TVO measures business performance based on three important factors: risk, time, and the effectiveness of converting projected value into actual business benefit. It is important to note that these metrics must be rooted in the business, not in IT. The business and finance stakeholders determine investment criteria for all types of investments and must bear much of the responsibility for exploiting the technology correctly to deliver the projected business benefit.
The key components of the TVO methodology are:
- Cost analysis: Cost must be examined on the basis of TCO principles to ensure that visible, hidden, one-time, and recurring costs are all included.
- Benefit analysis: Benefits must be modeled against a holistic framework of business metrics, which represent all of the controllable activities of an enterprise. A sample set of these activities is discussed and divided into nine categories: market responsiveness, sales effectiveness, product development effectiveness, customer responsiveness, supplier effectiveness, operational efficiency, HR responsiveness, IT responsiveness, and finance and regulatory responsiveness.
- Future uncertainty: Many IT-enabled business initiatives, particularly those with infrastructure components, are not expected to deliver all their value to a single source, or to meet a single need within a precise time frame. A complete value analysis must enable some quantification of the value that a successful initiative would deliver to the business at a future time.
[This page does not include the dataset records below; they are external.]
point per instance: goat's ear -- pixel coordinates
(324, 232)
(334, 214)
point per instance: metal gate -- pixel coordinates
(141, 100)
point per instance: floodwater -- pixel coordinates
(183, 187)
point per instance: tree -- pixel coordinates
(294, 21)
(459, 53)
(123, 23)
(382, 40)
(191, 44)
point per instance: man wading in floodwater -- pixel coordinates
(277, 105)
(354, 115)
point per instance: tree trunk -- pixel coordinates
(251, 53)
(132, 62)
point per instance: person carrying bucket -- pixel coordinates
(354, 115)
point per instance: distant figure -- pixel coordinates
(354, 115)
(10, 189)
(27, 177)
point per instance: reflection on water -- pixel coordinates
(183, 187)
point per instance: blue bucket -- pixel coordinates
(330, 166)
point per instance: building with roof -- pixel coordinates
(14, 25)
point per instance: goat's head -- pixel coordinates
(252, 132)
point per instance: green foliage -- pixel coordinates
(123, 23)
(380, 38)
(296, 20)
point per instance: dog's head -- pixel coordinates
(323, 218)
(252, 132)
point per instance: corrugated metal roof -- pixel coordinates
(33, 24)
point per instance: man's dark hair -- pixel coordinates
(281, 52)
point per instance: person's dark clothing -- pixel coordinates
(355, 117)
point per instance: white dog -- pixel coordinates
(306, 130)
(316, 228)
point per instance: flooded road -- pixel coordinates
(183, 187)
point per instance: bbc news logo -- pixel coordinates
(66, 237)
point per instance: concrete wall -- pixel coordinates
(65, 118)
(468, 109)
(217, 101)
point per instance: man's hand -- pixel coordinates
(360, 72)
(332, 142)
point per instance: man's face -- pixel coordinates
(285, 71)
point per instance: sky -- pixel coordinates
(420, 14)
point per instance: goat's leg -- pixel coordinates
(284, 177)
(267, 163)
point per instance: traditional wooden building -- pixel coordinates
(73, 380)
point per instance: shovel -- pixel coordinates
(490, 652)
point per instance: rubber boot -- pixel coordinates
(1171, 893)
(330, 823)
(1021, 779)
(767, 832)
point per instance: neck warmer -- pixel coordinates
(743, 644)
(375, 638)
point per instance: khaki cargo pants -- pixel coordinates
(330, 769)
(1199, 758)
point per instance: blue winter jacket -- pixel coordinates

- Enterprise needs: IT initiatives need to be measured against enterprise needs in five areas: strategic alignment, risk, direct payback, architecture, and business process impact. The more closely a project meets the needs of the areas deemed important by the enterprise, the more likely it is to be an appropriate investment for that organization.
Each of these components is assigned a weighting relevant to the enterprise. The resulting product determines each project's value and therefore its priority in the portfolio of changes being contemplated.